XX. Assim sendo, deveria o tribunal a quo considerar a matéria alegada em 158 a 192 da contestação.

Contra-alegou o recorrido, rematando que “deve improceder o recurso, mantendo-se na íntegra a douta decisão recorrida”.

*
Com legal dispensa de vistos, cumpre decidir.
*
Circunstancialmente:
1) - O Autor intentou a acção nos termos da sua p. i., que aqui se têm presentes, onde peticionou:
1. Ser declarada a nulidade dos seguintes atos administrativos:
Processo n.º 562/2022 da Câmara Municipal ...:
a) Despacho da Senhora Vice-Presidente da Câmara e Vereadora do Planeamento e Gestão Urbanística de 29 de maio de 2022 que, no uso de competências delegadas, aprovou informação favorável ao Pedido de Informação Prévia relativo à “proposta de construção de um edifício de habitação multifamiliar de rés-do-chão, dois andares e acesso á cobertura” no prédio supra referenciado;
Processo de licenciamento n.º ...22 da Câmara Municipal ...:
b) Despacho da Senhora Vice-Presidente da Câmara e Vereadora do Planeamento e Gestão Urbanística de 31 de agosto de 2022 que, no uso de competências delegadas, aprovou o projeto de arquitetura, referente ao pedido de licenciamento de obras de construção de edifício de habitação multifamiliar (com 11 fogos) com cave, r/c e andar e ainda acesso à cobertura, e uma piscina natural, a construir no terreno com frente para a Rua ..., em ..., no prédio supra referenciado, apresentado pela Contrainteressada;
c) Despacho da Senhora Vice-Presidente da Câmara e Vereadora do Planeamento e Gestão Urbanística de 12 de dezembro de 2022 que, no uso de competências delegadas, deferiu o pedido de licenciamento das obras de construção do referido edifício no prédio em causa, pela contrainteressada.
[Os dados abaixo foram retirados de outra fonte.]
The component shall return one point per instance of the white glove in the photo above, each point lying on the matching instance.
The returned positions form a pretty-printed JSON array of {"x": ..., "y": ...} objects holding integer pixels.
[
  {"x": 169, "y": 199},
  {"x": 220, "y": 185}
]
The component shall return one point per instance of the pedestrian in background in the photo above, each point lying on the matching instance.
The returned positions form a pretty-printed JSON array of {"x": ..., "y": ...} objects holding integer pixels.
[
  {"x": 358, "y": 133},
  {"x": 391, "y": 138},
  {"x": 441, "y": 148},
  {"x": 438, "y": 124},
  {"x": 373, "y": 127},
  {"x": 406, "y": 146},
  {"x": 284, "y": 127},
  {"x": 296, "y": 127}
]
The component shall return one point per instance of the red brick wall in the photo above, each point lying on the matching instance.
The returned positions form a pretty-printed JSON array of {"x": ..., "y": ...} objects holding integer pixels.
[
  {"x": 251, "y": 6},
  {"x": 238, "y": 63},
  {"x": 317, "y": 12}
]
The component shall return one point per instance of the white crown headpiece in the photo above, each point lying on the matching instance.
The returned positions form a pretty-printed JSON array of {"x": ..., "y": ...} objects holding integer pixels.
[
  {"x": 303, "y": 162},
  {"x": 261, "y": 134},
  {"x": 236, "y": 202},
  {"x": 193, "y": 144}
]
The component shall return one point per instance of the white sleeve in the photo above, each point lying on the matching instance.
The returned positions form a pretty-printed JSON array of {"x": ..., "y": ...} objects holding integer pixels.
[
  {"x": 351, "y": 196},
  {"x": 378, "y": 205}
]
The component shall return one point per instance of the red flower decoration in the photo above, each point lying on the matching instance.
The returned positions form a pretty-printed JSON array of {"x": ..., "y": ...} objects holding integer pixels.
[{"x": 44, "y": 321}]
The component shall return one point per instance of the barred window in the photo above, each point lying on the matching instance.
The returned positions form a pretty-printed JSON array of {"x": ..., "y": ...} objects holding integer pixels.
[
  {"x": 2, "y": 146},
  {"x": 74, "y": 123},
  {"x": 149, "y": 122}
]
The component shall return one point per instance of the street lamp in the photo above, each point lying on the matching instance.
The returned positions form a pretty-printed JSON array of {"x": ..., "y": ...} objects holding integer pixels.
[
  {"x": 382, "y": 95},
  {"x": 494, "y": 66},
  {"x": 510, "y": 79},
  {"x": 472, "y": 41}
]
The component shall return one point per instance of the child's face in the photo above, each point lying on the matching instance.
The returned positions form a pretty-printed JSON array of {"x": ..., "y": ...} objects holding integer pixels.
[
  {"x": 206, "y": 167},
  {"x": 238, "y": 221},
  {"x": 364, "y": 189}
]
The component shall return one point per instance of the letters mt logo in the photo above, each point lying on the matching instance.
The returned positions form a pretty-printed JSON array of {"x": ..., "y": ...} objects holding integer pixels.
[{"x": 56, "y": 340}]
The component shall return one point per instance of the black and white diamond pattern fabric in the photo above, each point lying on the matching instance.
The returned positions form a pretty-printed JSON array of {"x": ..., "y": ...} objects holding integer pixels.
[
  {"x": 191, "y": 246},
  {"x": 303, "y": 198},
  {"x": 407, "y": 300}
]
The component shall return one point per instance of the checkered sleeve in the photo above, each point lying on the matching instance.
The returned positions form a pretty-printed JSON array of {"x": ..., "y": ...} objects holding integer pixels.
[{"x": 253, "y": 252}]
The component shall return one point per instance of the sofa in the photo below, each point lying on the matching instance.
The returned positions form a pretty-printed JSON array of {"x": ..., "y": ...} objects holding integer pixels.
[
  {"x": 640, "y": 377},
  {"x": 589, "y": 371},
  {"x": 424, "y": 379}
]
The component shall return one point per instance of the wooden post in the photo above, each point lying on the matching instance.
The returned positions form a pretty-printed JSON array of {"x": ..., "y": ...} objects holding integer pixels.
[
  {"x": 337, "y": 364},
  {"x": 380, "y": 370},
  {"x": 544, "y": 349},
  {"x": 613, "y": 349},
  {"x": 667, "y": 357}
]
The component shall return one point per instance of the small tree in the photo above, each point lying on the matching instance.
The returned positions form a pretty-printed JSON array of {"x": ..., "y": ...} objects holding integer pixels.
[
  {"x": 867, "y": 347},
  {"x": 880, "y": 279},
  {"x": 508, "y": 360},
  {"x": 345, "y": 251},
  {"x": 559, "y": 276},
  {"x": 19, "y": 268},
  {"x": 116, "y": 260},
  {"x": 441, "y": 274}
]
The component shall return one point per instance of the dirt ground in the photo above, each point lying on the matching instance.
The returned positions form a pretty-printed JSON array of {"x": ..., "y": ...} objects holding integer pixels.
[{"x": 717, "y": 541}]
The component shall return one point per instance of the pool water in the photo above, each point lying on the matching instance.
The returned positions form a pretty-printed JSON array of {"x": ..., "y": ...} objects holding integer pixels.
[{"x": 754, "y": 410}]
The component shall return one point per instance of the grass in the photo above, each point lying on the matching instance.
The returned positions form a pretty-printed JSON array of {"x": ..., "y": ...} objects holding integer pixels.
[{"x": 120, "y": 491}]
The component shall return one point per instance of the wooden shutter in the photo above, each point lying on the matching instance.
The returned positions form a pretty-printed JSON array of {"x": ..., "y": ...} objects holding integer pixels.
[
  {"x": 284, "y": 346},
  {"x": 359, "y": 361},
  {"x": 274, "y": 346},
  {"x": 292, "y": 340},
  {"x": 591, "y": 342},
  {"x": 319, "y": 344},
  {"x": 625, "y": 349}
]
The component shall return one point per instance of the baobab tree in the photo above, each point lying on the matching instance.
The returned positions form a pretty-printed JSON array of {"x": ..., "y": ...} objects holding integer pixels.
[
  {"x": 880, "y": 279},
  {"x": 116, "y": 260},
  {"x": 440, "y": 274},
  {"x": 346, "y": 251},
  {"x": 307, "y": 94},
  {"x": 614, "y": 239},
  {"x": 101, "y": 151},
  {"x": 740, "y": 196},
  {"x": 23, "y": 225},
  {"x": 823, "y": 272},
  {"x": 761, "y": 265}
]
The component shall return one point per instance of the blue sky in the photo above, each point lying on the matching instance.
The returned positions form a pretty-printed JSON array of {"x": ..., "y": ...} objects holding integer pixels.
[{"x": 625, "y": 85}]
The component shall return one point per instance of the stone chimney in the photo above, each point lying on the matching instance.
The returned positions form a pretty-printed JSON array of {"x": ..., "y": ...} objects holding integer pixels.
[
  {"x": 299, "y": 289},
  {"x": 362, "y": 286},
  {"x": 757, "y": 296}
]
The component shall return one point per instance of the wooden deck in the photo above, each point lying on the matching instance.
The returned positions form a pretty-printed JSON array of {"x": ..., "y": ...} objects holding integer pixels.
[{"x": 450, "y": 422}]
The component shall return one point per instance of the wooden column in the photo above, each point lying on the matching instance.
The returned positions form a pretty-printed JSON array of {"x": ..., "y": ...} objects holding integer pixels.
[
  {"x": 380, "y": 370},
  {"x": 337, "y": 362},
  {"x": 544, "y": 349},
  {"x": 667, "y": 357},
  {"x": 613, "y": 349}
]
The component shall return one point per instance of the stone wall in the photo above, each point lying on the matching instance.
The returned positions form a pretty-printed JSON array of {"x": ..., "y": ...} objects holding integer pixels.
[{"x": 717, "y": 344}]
2. Ser o R. Município condenado à adoção de comportamento, a saber, a tomar medida de reposição da legalidade urbanística de demolição da obra já erigida, com reposição do terreno no estado em que se encontrava antes da execução dos atos nulos, por ser a única medida admissível no caso, nos termos do disposto nos art.ºs 102º, nº 2, al. e), e 106º do RJUE.
2) - A contra-interessada, ora recorrente, contestou, em termos que aqui se têm presentes, requerendo a final, entre o mais: «autorizar o prosseguimento dos trabalhos, nos termos e para os efeitos previstos no artigo 69º, nº 3 do RJUE, permitindo a conclusão da obra, nos termos do licenciamento aprovado».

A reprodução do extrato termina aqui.